Sensors were tested towards different amounts of O₃, NO₂ and H₂ under 0, 30% and 60% of RH (relative humidity) to study the selectivity of the as-realized chemical sensors for O₃ detection. Best results were achieved at 150 °C towards O₃, with the sensor selectivity for O₃ increasing by increasing the working temperature from 75 °C to 150 °C. Both oxidant gases (O₃ and NO₂) showed best performance at higher RH amounts, whereas for H₂ the trend was opposite, probably due to the competition between H₂ and H₂O for the same adsorption sites on the In₂O₃ surface. At 150 °C, under 1 ppm O₃, the variation of film resistance is 5 orders of magnitude, while it was only equal to 2 orders of magnitude under 1 ppm of NO₂. Under 30% RH, the influence of sensor thickness is much higher under O₃ compared to NO₂ and a logical trend was noticed in which by changing one order of magnitude the sensor thickness, the sensor response varies of more than 3 orders of magnitude under 1 ppm O₃. Under NO₂, only a small influence of the sensing film thickness on the sensor response was detected.

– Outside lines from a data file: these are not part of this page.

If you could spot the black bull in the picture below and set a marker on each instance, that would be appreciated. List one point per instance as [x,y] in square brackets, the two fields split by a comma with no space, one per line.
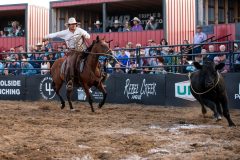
[207,86]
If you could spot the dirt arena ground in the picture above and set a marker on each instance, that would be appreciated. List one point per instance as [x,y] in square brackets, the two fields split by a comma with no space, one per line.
[40,130]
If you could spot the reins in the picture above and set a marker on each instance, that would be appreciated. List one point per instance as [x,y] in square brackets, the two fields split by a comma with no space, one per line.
[200,93]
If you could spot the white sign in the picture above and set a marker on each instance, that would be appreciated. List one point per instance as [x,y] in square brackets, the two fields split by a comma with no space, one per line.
[182,90]
[10,83]
[46,89]
[237,96]
[136,91]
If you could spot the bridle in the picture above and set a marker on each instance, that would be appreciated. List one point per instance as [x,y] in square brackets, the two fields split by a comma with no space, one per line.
[201,93]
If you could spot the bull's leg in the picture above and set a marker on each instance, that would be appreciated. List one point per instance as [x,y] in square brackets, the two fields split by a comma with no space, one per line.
[86,89]
[219,108]
[204,110]
[69,97]
[212,106]
[103,90]
[57,88]
[226,112]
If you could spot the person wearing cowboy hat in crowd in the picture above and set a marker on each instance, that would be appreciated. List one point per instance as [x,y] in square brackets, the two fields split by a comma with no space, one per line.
[74,37]
[136,24]
[98,28]
[199,37]
[151,24]
[70,34]
[116,26]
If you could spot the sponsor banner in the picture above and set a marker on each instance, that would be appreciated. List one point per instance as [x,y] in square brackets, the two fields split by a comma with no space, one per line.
[145,89]
[12,88]
[96,95]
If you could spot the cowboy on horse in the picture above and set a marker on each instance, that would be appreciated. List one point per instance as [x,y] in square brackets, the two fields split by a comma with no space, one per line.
[74,38]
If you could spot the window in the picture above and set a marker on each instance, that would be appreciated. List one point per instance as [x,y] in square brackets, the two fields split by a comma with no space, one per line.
[230,11]
[221,11]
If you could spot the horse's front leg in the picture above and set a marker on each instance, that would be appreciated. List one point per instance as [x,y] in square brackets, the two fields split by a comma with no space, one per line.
[103,90]
[69,97]
[86,89]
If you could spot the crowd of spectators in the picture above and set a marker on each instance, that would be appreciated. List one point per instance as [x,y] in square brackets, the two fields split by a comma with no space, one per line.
[37,59]
[154,58]
[134,25]
[15,30]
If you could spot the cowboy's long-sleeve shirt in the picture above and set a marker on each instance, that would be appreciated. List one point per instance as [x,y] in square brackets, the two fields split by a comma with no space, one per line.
[70,37]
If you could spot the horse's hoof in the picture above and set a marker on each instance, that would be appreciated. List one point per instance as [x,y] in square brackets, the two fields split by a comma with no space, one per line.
[100,106]
[73,110]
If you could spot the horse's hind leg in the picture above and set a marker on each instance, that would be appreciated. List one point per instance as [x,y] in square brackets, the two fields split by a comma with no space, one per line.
[212,106]
[57,89]
[69,97]
[86,89]
[103,90]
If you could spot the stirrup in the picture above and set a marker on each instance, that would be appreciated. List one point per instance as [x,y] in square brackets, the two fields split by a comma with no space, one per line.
[69,85]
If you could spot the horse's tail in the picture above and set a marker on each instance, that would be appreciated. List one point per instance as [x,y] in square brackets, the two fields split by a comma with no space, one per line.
[104,77]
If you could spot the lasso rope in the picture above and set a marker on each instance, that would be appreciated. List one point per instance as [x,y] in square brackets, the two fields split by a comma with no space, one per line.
[201,93]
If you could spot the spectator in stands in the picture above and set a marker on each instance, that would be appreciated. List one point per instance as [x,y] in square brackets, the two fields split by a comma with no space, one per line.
[136,25]
[159,66]
[150,41]
[123,59]
[187,50]
[2,66]
[19,31]
[116,26]
[126,27]
[2,34]
[107,66]
[51,59]
[211,50]
[165,50]
[14,28]
[147,70]
[11,53]
[223,59]
[98,28]
[64,47]
[118,69]
[14,68]
[45,66]
[184,68]
[199,37]
[27,68]
[236,58]
[236,50]
[151,24]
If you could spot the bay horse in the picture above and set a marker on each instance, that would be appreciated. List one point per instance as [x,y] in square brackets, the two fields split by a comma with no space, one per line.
[91,74]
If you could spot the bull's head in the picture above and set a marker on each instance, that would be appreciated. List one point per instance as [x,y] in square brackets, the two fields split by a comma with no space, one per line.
[208,72]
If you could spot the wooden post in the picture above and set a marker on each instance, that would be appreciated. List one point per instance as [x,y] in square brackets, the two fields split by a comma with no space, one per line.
[104,15]
[236,10]
[226,11]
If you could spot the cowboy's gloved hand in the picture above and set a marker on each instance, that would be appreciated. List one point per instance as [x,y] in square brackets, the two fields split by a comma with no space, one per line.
[44,39]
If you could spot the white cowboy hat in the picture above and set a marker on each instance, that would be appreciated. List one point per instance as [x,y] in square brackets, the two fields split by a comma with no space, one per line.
[72,20]
[235,45]
[116,21]
[97,23]
[136,19]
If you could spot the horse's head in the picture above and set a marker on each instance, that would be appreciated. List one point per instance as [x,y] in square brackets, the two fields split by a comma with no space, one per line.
[100,46]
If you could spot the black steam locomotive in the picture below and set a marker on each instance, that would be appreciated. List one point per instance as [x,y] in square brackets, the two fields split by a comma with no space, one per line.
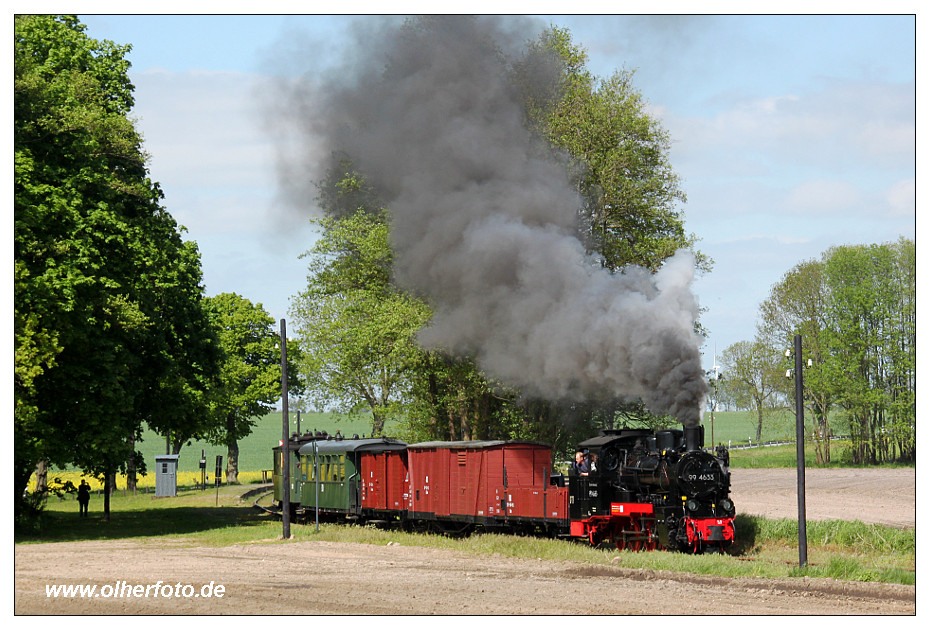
[654,490]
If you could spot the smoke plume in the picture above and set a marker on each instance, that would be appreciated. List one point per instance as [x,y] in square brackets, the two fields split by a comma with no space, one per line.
[484,221]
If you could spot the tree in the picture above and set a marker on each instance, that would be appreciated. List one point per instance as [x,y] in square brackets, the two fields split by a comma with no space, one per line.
[250,372]
[622,169]
[871,314]
[798,304]
[752,372]
[855,309]
[356,329]
[107,294]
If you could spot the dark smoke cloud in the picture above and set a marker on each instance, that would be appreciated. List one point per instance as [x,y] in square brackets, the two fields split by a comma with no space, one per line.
[484,221]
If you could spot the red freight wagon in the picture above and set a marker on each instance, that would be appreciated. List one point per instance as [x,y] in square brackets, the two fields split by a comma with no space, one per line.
[383,477]
[484,482]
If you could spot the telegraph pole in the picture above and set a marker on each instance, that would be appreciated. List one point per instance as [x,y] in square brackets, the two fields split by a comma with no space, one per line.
[799,415]
[285,446]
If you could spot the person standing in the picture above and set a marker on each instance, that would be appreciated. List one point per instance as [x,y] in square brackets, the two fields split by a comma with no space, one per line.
[83,496]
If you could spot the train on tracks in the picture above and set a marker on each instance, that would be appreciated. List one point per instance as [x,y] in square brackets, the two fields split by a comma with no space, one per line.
[646,490]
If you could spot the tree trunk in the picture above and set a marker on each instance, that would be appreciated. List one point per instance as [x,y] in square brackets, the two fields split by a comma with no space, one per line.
[232,462]
[377,422]
[107,488]
[42,479]
[131,467]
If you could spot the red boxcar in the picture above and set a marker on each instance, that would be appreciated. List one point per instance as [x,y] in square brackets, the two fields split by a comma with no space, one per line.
[383,478]
[485,482]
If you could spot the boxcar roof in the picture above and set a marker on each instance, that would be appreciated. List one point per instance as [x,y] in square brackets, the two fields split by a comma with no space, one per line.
[475,444]
[350,446]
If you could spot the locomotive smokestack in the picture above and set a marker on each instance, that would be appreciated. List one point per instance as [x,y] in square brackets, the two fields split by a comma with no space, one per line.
[484,217]
[694,438]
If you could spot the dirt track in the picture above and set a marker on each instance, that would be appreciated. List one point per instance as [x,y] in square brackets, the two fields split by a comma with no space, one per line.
[338,578]
[870,495]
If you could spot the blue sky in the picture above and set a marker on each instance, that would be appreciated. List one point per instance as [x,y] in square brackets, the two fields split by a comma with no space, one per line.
[791,134]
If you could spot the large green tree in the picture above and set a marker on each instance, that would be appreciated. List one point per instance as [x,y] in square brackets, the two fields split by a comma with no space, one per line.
[632,194]
[356,328]
[108,326]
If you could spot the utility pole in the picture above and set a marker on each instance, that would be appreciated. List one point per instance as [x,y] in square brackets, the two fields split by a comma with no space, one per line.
[799,427]
[285,443]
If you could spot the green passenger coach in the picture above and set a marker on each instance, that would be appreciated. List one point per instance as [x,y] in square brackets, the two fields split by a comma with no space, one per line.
[330,469]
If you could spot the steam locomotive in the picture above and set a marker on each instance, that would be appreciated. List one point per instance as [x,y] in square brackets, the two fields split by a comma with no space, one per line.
[647,490]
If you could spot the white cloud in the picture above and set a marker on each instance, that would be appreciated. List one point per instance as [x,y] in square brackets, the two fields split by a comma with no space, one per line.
[216,163]
[902,198]
[841,128]
[825,196]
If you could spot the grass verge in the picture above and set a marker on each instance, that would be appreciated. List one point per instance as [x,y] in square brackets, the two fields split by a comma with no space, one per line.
[766,548]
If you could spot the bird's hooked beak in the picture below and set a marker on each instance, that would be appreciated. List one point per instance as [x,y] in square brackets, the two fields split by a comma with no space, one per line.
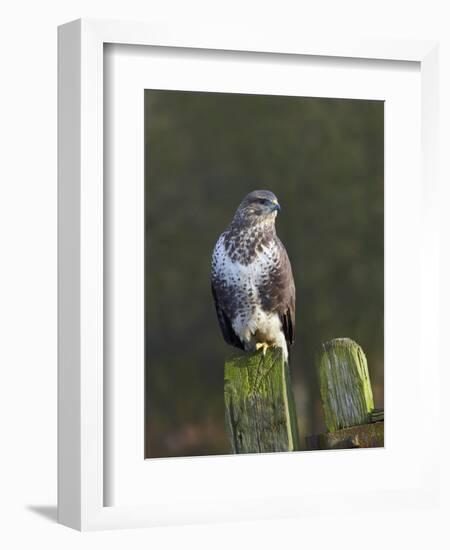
[276,206]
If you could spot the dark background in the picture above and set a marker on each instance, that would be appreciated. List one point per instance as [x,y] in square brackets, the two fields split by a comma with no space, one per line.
[323,158]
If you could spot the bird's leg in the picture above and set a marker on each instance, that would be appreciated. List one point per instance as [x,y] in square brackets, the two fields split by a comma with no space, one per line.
[262,345]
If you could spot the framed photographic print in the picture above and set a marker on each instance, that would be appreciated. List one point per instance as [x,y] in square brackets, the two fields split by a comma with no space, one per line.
[246,242]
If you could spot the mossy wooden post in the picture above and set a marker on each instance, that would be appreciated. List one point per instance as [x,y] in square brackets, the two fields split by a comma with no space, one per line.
[344,384]
[259,405]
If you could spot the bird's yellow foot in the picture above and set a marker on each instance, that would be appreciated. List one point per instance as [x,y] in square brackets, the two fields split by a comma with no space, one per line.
[262,345]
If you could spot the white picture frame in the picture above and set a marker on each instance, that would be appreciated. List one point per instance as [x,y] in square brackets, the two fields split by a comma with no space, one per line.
[81,480]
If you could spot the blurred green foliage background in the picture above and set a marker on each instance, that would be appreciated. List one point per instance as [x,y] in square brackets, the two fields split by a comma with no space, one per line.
[323,158]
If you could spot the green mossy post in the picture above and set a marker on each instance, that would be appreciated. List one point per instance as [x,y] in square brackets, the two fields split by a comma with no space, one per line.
[259,405]
[344,384]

Finally, the interference with H₂ is negligible as the sensor response towards H₂ is independent from the film thickness, as expected. Calibration curves of In₂O₃ sensor towards O₃, NO₂ and H₂ at 150 °C and 30% RH in the range 10–100 µm of thickness are displayed in Figure 1.

By DRIFTS, the aim is to clarify the interaction of NO₂ and O₃ with In₂O₃ surface establishing tightly the relationship between surface structure and adsorbed species with the gas sensing response.

Considering the NO₂-In₂O₃ interaction, the OH groups, most likely due to adsorbed water on the In₂O₃ surface, play a key role in the NO₂ adsorption. NO₂ withdraw more electrons from In₂O₃ in the presence of water forming nitrites and resulting in the measured increased in electrical resistance. This is confirmed by the higher increase in electrical resistance under humid atmospheres. OH groups are consumed when NO₂ is adsorbed onto the surface in the form of nitrites and in this process, H bonds are broken.

In the interaction of O₃ with In₂O₃ surface, signals related to peroxide formation during O₃ adsorption and decomposition were detected as well as peaks due to physisorbed O₃ still present at 150 °C. Furthermore, bands generated by carbonate-like species formed through reactions of O₃ with residual carbonaceous impurities from the synthesis route were recognized.

To conclude, in this work the role of the film thickness under O₃, NO₂ and H₂ exposure was studied for In₂O₃ sensor realized by screen printing technique. Finally, by operando DRIFT a complex sensing mechanism has been evidenced for In₂O₃ sensors, involving OH groups and adsorbed water in the mechanism of NO₂ adsorption and peroxide formation and O₃ physisorption during O₃ exposure.